On 2011-Sep-06 16:44:48 -0600, Manish Vachharajani 
<mani...@lineratesystems.com> wrote:
>Under 7.3 (haven't checked 8 or 9) this issue crops up because the
>time system call calls gettimeofday under the hood (see
>lib/libc/gen/time.c).  As a result, the kernel tries to get an
>accurate subsecond resolution time that simply gets chopped to the
>nearest second.

Under 8.x and later, time(3) uses clock_gettime(CLOCK_SECOND,...)
rather than gettimeofday().  This is intended to be much cheaper
than gettimeofday().

On 2011-Sep-06 21:15:55 -0400, Rayson Ho <raysonlo...@gmail.com> wrote:
>IMO, the time returned by gettimeofday does not need to be high
>precision.
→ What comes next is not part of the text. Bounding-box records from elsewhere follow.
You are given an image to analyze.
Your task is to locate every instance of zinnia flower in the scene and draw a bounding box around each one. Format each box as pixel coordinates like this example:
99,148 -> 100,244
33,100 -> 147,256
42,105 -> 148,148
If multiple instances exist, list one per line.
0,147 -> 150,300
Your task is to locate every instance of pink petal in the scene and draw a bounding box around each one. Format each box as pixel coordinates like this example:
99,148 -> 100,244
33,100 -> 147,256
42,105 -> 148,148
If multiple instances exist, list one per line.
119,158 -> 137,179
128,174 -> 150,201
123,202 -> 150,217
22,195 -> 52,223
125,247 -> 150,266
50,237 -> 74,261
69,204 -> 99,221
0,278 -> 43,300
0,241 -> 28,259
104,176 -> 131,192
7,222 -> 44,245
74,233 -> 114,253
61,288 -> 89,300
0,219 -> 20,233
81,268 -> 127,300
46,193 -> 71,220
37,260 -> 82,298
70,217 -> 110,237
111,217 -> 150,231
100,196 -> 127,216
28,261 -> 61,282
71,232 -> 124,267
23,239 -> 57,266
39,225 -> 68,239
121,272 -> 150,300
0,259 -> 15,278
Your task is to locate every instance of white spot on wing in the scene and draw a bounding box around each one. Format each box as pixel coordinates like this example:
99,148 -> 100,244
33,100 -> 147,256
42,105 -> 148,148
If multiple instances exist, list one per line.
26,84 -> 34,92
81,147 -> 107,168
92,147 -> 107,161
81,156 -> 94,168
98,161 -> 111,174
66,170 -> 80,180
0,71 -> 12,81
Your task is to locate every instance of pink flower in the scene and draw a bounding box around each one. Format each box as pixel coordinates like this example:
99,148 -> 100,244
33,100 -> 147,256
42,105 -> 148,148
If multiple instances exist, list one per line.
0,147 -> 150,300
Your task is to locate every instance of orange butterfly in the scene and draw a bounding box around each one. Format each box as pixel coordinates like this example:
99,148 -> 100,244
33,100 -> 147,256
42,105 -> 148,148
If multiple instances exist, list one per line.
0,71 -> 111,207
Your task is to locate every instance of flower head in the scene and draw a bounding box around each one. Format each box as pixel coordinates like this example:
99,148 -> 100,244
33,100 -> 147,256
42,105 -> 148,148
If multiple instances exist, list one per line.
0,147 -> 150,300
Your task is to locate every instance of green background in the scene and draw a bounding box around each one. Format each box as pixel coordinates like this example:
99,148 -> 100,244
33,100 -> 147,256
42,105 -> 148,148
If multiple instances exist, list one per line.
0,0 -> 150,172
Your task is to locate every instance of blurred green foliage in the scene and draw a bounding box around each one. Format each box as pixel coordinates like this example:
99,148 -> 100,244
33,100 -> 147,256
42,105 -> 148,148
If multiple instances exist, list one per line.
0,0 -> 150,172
There are higher resolution time APIs on Linux and I
>believe the application programmers know when to use the slower but
>more accurate clock API.

There are 3 standard APIs for returning time of day:
time(3) provides second precision
gettimeofday(2) provides microsecond precision
clock_gettime(2) provides nanosecond precision

By default, FreeBSD attempts to provide resolution as close as
possible to the precision - which makes the 2 system calls fairly
expensive.  In order to reduce the cost where the resolution isn't
important, FreeBSD provides several non-standard clock types for
clock_gettime(2).  This approach differs from Linux - and it seems
that there is a non-trivial body of code that assumes that calling
gettimeofday() is very cheap.

There is probably a good case for an API that provides a resolution
of the order of a tick but there is no standard for this.